Les contes de Perrault. Ceux des Mille et Une Nuits. La mythologie grecque et celle des Niebelungen. Textes fondateurs et intemporels qui ont enchanté et terrifié des générations entières. Du berceau au tombeau. De l’Antiquité aux Temps Modernes. Livrant morale et leçons de vie plus efficacement que tous les discours entendus à l’école. Que tous les sermons essuyés à la maison. Parce que seule une histoire bien racontée nous remue les tripes. Stimule nos émotions. Et nous pousse à mettre en pratique ce qui finit d’ordinaire au cimetière des bonnes intentions.

Ben Horowitz, fondateur du fonds d’investissement Andreesen Horowitz, l’a bien compris. Pour convaincre les start-up de l’importance de la culture d’entreprise, il leur raconte toujours l’histoire de Senghor. Pas le poète et génial inventeur de la négritude. Shaka Senghor, un chef de gang incarcéré 19 ans pour un meurtre commis en 1991. Dans une récente biographie, Senghor raconte son premier jour de prison. C’est l’heure de la promenade, et dix minute ont suffi pour assister à l’assassinat glaçant d’un de ses codétenus. Le métal d’une pointe enfoncée dans la jugulaire et balancé au sol juste après. Le tueur était calme. Comme s’il avait fait ça toute sa vie. Calme au point d’avaler un sandwich pendant que les matons faisaient le ménage.
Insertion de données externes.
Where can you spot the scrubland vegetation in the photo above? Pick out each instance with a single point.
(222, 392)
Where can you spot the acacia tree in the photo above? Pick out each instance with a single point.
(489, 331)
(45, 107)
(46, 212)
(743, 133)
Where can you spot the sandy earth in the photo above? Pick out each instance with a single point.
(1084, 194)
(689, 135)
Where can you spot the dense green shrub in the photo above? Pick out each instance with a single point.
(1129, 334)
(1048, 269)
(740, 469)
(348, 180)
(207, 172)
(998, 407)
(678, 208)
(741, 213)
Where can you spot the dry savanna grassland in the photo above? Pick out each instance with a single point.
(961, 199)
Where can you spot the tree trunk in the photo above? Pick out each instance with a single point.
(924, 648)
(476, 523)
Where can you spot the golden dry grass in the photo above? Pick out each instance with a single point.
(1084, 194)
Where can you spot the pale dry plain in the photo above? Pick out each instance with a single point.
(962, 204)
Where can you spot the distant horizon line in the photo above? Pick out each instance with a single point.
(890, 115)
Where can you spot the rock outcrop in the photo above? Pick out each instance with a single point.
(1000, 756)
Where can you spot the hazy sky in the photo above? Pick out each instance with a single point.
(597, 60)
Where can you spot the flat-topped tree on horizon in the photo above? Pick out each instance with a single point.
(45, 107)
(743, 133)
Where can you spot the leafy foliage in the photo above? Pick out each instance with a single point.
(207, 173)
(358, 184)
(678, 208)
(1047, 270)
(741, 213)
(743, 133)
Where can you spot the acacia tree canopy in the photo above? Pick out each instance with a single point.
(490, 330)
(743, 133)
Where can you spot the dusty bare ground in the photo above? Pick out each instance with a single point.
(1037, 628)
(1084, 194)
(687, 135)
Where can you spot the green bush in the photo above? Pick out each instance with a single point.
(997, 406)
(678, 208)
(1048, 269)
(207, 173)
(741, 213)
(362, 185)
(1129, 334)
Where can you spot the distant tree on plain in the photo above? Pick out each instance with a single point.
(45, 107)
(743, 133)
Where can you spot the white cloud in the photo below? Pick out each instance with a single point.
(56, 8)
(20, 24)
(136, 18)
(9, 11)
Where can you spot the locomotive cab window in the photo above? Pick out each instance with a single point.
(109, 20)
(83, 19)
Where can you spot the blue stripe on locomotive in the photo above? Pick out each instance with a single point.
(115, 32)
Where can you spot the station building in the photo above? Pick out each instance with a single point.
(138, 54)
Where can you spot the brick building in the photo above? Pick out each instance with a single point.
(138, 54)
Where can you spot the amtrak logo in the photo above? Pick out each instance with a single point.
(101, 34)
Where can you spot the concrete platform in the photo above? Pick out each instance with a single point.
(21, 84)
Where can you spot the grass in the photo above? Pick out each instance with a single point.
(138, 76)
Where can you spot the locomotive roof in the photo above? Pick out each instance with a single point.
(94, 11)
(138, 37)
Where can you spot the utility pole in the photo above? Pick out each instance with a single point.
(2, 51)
Senghor s’est immédiatement posé la question : « pourrais-je faire pareil pour survivre ici ? Parce qu’il est évident que j’aurai à le faire si je veux rester en vie. »

L’analogie est frappante avec le premier jour d’un nouveau job. « Que dois-je faire pour survivre ici ? Pour y réussir ? » Si les dirigeants ne prennent pas la peine d’expliquer la culture d’entreprise dès le premier jour, et de la renforcer à chaque décision, chaque message, alors on risque de répéter les erreurs d’un Uber. La culture toxique du résultat et la politique au détriment de l’éthique. Quel signal envoie-t-on quand un manager est promu après s’être s’approprié le travail d’une équipe sans leur rendre hommage ? L’ensemble des règles écrites et non-écrites, qui constituent la culture d’entreprise, doivent être comprises dès le premier jour. Et répétées comme une prière tous les suivants.

Et s’éviter plus tard d’inutiles bains de sang.